Why Memo Doesn't Have Legs (And That's the Point)

Sunday Memo household robot

While competitors race to build humanoid robots — machines that walk on two legs and look vaguely human — Sunday made a deliberate engineering choice: Memo uses a wheeled platform with a low center of gravity. Wheels are inherently more stable than legs, dramatically less likely to fall over near children or elderly people, and don't require the enormous computational overhead of balance control.

This isn't a compromise — it's a strategy. The vast majority of household tasks (clearing tables, loading dishwashers, folding laundry, operating kitchen appliances) can be done from a wheeled platform. Sunday is optimizing for the tasks that actually matter in daily life, not for the appearance of human form.

The Secret Weapon: Real-Home Training Data

The core technical innovation isn't the robot itself — it's how it learned. Sunday invented a Skill Capture Glove, a proprietary wearable device that records human hand movements in fine detail. Operators wore the gloves while performing household tasks in 500+ different real homes across varying layouts, cluttered surfaces, unusual lighting, and unpredictable environments.

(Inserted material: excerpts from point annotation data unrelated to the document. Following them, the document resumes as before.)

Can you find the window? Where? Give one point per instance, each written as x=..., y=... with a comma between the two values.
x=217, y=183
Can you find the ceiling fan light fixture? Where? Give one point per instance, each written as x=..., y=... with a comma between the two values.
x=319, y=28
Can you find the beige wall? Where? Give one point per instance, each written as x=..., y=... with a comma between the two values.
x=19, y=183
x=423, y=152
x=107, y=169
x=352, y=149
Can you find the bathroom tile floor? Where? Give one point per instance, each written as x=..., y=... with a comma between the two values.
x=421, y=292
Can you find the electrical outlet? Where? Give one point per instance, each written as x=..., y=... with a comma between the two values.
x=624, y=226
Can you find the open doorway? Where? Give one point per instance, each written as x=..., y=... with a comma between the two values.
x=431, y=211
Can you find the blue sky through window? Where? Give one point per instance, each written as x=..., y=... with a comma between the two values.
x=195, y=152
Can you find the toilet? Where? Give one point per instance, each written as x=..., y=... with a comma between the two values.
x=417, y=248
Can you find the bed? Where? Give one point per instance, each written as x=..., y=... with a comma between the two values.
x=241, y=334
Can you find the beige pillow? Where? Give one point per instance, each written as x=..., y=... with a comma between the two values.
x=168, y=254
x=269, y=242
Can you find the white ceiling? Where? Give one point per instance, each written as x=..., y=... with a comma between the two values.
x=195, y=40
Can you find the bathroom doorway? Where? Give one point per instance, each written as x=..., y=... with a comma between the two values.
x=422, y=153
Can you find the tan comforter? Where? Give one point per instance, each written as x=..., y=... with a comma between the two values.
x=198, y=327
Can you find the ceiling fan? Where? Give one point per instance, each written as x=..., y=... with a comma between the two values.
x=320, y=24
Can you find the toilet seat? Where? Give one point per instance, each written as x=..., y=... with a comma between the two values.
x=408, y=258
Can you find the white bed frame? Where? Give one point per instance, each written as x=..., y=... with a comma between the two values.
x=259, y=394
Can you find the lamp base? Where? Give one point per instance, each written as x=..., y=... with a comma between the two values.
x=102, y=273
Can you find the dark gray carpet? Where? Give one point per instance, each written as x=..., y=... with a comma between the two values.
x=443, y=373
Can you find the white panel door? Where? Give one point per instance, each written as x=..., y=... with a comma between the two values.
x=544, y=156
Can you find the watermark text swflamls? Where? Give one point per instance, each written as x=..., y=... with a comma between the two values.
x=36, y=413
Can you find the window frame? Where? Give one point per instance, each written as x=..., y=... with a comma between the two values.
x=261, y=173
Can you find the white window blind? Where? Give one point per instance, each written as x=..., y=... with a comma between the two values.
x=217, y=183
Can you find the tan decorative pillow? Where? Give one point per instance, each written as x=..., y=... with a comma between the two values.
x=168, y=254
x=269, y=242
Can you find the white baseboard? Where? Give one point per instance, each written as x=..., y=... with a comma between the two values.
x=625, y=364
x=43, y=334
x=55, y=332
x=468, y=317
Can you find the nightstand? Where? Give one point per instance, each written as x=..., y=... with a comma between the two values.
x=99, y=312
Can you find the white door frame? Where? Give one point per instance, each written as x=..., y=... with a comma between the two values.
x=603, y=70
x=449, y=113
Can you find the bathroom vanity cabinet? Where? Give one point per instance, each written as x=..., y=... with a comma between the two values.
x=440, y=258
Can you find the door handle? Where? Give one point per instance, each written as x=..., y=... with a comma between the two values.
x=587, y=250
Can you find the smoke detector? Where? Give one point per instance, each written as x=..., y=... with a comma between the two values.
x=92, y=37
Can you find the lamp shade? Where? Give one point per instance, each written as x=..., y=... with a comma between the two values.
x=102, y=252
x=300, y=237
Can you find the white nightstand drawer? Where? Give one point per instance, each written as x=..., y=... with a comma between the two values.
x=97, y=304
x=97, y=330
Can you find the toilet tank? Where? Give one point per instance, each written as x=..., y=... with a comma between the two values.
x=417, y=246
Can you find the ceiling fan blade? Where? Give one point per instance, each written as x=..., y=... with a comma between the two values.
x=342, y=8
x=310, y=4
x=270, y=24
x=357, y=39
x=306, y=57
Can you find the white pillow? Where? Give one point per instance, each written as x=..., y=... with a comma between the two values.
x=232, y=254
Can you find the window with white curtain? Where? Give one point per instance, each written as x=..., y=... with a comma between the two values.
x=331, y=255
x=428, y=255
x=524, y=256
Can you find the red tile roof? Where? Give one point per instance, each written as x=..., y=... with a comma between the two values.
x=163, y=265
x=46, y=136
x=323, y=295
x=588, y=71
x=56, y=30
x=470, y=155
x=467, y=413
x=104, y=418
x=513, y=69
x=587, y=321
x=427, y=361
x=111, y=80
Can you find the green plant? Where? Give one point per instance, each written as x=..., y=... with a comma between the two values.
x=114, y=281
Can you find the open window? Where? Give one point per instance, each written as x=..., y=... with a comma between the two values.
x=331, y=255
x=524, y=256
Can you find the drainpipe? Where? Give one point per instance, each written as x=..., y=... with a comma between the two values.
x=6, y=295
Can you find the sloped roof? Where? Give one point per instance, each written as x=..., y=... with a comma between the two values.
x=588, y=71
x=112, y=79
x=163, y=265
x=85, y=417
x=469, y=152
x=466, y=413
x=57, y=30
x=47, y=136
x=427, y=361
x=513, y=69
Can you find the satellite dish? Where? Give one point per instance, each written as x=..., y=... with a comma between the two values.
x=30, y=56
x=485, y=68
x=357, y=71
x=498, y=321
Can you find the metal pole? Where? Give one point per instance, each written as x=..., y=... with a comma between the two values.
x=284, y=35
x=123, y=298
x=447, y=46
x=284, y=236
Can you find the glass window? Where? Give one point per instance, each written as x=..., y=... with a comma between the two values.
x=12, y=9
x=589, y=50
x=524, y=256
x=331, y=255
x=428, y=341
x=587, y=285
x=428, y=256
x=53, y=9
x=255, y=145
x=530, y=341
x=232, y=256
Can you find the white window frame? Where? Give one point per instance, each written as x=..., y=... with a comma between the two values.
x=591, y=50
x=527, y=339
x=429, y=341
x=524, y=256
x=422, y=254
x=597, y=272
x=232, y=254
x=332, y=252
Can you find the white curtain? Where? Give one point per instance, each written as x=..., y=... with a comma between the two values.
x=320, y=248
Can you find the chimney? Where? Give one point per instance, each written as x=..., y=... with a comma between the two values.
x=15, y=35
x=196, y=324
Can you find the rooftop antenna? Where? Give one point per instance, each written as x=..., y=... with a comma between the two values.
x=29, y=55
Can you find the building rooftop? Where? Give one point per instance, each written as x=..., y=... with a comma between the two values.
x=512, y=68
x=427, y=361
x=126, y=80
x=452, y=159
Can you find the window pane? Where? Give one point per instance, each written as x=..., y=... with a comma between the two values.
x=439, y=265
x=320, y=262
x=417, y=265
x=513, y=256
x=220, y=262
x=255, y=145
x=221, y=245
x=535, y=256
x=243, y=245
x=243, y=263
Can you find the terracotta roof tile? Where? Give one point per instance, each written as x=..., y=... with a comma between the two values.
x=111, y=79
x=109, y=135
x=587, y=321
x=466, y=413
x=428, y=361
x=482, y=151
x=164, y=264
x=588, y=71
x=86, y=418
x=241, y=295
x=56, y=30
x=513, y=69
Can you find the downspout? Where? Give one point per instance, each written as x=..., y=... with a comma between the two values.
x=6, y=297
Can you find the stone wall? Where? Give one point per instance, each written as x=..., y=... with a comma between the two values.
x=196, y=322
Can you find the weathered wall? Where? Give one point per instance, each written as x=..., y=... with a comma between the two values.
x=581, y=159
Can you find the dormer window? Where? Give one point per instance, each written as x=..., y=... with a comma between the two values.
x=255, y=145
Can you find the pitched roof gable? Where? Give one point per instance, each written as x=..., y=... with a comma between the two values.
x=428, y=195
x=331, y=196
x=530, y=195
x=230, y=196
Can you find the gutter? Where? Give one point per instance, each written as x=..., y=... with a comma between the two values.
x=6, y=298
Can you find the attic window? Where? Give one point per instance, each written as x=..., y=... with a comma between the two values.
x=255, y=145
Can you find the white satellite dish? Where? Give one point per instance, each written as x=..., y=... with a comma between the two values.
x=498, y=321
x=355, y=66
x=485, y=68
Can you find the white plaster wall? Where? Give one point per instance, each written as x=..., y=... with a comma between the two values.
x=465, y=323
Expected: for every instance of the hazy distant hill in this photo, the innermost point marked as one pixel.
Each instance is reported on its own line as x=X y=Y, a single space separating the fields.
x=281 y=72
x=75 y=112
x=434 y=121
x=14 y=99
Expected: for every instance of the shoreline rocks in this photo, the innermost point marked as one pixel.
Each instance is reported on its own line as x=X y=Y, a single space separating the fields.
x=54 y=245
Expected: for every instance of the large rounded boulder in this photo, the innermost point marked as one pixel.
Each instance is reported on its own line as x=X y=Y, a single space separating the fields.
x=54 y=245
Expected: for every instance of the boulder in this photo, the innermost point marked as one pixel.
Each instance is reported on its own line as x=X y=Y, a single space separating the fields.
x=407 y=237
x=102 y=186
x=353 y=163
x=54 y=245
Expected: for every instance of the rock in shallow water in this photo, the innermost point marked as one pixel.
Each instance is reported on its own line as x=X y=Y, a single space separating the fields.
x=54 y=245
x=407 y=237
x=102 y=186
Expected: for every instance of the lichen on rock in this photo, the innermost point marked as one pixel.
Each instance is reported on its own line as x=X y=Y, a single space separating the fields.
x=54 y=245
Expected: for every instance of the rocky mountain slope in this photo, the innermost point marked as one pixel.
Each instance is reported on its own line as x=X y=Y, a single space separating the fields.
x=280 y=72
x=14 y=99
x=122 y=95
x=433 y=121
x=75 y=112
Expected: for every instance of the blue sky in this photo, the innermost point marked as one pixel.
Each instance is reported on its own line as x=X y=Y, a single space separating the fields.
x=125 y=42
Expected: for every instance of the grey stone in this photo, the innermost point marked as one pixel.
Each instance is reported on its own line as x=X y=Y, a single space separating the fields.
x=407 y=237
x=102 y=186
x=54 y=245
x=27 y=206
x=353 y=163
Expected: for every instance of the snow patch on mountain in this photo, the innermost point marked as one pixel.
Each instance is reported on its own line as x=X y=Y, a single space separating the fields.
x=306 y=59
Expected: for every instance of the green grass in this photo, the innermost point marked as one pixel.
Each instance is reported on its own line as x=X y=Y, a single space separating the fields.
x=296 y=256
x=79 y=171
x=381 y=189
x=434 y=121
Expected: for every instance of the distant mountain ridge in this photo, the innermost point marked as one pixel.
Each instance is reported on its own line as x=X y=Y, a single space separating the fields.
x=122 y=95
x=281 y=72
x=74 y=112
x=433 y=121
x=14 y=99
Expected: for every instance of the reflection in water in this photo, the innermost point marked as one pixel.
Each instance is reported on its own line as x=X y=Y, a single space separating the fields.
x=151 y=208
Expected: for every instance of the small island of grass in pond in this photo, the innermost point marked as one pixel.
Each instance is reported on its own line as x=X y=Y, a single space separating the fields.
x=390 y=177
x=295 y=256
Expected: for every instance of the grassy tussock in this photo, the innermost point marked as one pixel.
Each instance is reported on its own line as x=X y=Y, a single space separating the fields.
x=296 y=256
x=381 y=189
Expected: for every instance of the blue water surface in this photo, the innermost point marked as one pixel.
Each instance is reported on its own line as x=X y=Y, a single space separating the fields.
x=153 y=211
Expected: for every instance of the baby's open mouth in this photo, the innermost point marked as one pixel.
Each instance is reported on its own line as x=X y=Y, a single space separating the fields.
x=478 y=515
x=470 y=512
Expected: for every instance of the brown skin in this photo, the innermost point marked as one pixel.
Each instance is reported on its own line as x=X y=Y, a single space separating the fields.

Sunday's Real-World Data Advantage

  • 500+ training households — real homes with real clutter, not lab setups
  • Tens of millions of human movement episodes recorded
  • Skill Capture Glove — proprietary wearable data collection device
  • 70+ member team from Tesla, DeepMind, Waymo, Meta, OpenAI, and Apple
  • 1,000+ person waitlist before any product announcement
  • 50 beta households receiving uniquely numbered Memo units by Fall 2026

This matters because robots trained in simulations consistently fail at real-world deployment. A simulated kitchen is perfectly clean, uniformly lit, and physically predictable. A real kitchen has a dog bowl in the walkway, mismatched surfaces, a toddler who moves things, and cups that are slightly different shapes than anything in the training set. Sunday's bet is that robots need to learn from the real world — not a virtual replica of it.

What Memo Can (And Can't) Do Right Now

Memo is designed for routine manipulation tasks in unstructured environments: clearing tables, loading dishwashers, folding laundry, and operating household appliances like espresso machines. These are tasks that require precise object manipulation (picking up objects of varying shapes, weights, and positions without dropping or breaking them) in environments that constantly change.

What Memo cannot do yet: complex multi-room navigation, tasks requiring legs to access elevated surfaces, or fully autonomous operation in homes it hasn't been introduced to. The Fall 2026 beta is about real-world reliability and safety testing — 50 selected households will receive uniquely numbered units as part of structured research, not consumer retail.

Who Founded Sunday and Why It Matters

Founders Tony Zhao and Cheng Chi are former Stanford researchers with serious pedigree: they co-created ALOHA, the open-source robot platform that became a reference design for dozens of research labs, and pioneered diffusion policy techniques (a machine learning approach for teaching robots smooth, human-like movements). They're not first-time roboticists building on hype — they built the tools many others are using.

The team of 70+ engineers includes alumni from Tesla's Autopilot team, DeepMind robotics, Waymo, Meta AI, OpenAI, and Apple Special Projects. This is arguably the most robotics-credentialed founding team to emerge in the household category.

When Can You Get One?

Sunday isn't selling Memo yet. The Fall 2026 milestone is 50 uniquely numbered beta units going to selected households for safety and reliability research. A broader commercial rollout timeline hasn't been announced. If you want to be among the first, the waitlist at sunday.ai already has 1,000+ people on it.

The $1.15 billion valuation for a company with no shipping product reflects investor conviction that the household robot market is entering its defining moment — and that Sunday's real-world data approach gives it a moat that lab-trained competitors will struggle to replicate.